Click to view contents (Phase-based loss surface analysis)

Topology-Based Loss Surface Analysis

Topology is a field of study that examines geometric properties that do not change under continuous transformations. In deep learning, topology-based analysis is used to analyze topological features such as connectivity, holes, and voids of the loss surface, providing insights into learning dynamics and generalization performance.

Key Concepts:

Sublevel Set: For a given function $f: \mathbb{R}^n \rightarrow \mathbb{R}$ and threshold $c$, it is defined as $f^{-1}((-\infty, c]) = {x \in \mathbb{R}^n | f(x) \leq c}$. In the context of loss functions, it represents the region of parameter space with a loss value below a certain threshold.
Persistent Homology: Tracks changes in sublevel sets and records the creation and destruction of topological features (0th: connected components, 1st: loops, 2nd: voids, …).
- 0th-Order Feature (Connected Components): The number of connected regions. In loss surfaces, it is related to the number of local minima.
- 1st-Order Feature (Loops): The number of closed loops. In loss surfaces, it is related to the existence of paths surrounding saddle points.
Persistence Diagram: A plot of the birth and death values of each topological feature on a coordinate plane. The $y$-coordinate ($\text{death} - \text{birth}$) represents the “lifetime” or “persistence” of the feature, with higher values indicating more stable features.
Bottleneck Distance: A method for measuring the distance between two persistence diagrams. It finds the optimal matching between points in the two diagrams and calculates the maximum distance between matched points.

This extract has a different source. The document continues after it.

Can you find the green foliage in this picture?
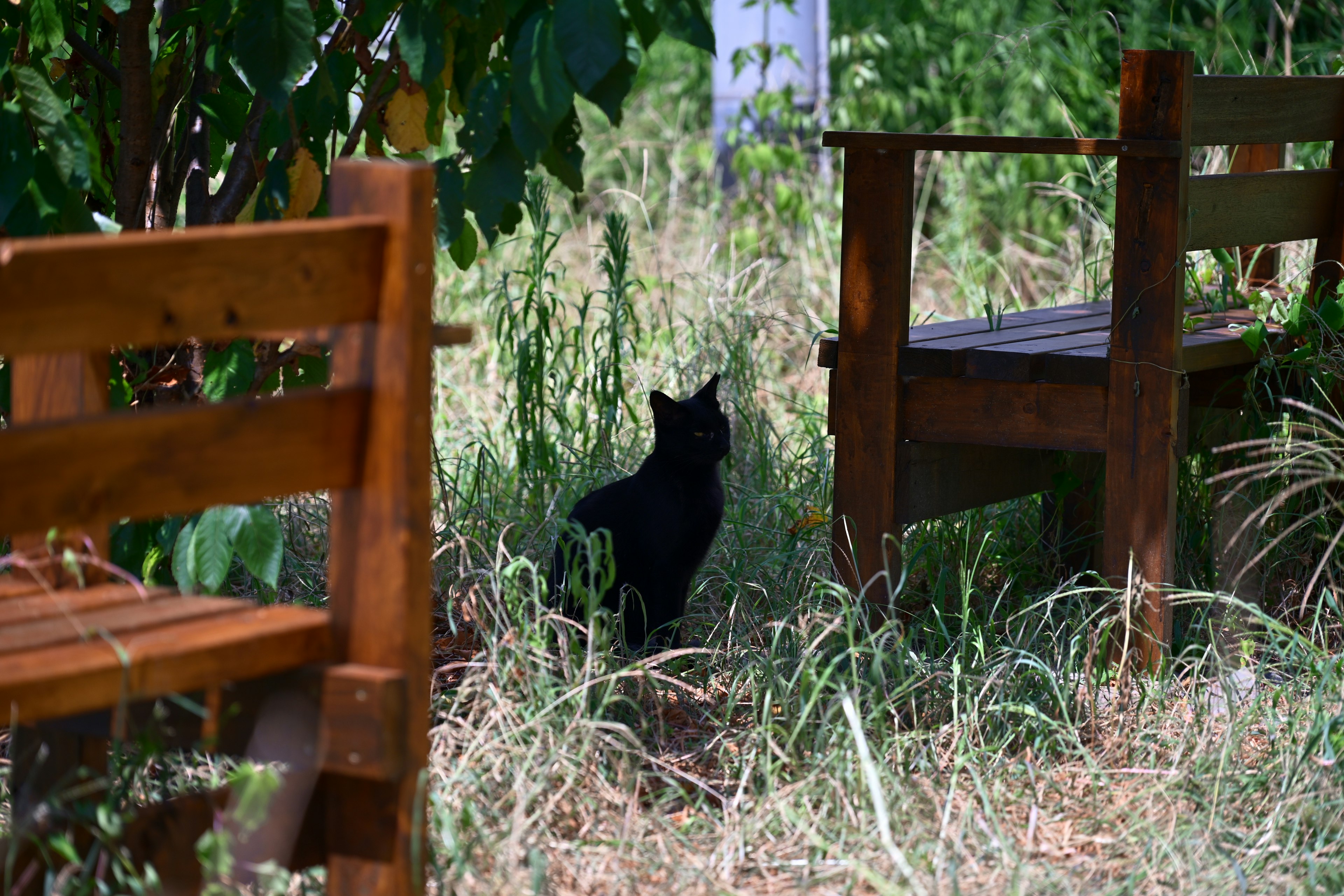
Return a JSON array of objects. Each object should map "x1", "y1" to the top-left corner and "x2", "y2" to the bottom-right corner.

Mathematical Background (Brief):

Simplicial Complex: A generalized concept that includes points, edges, triangles, tetrahedra, etc., used to approximate topological spaces.
Boundary Operator: An operator that calculates the boundary of a simplicial complex.
Homology Group: A group defined using the boundary operator, representing “holes” in a topological space.
Persistent Homology Algorithm: Constructs a simplicial complex through sublevel set filtration and tracks changes in homology groups to compute persistence diagrams. (See reference [1] for details)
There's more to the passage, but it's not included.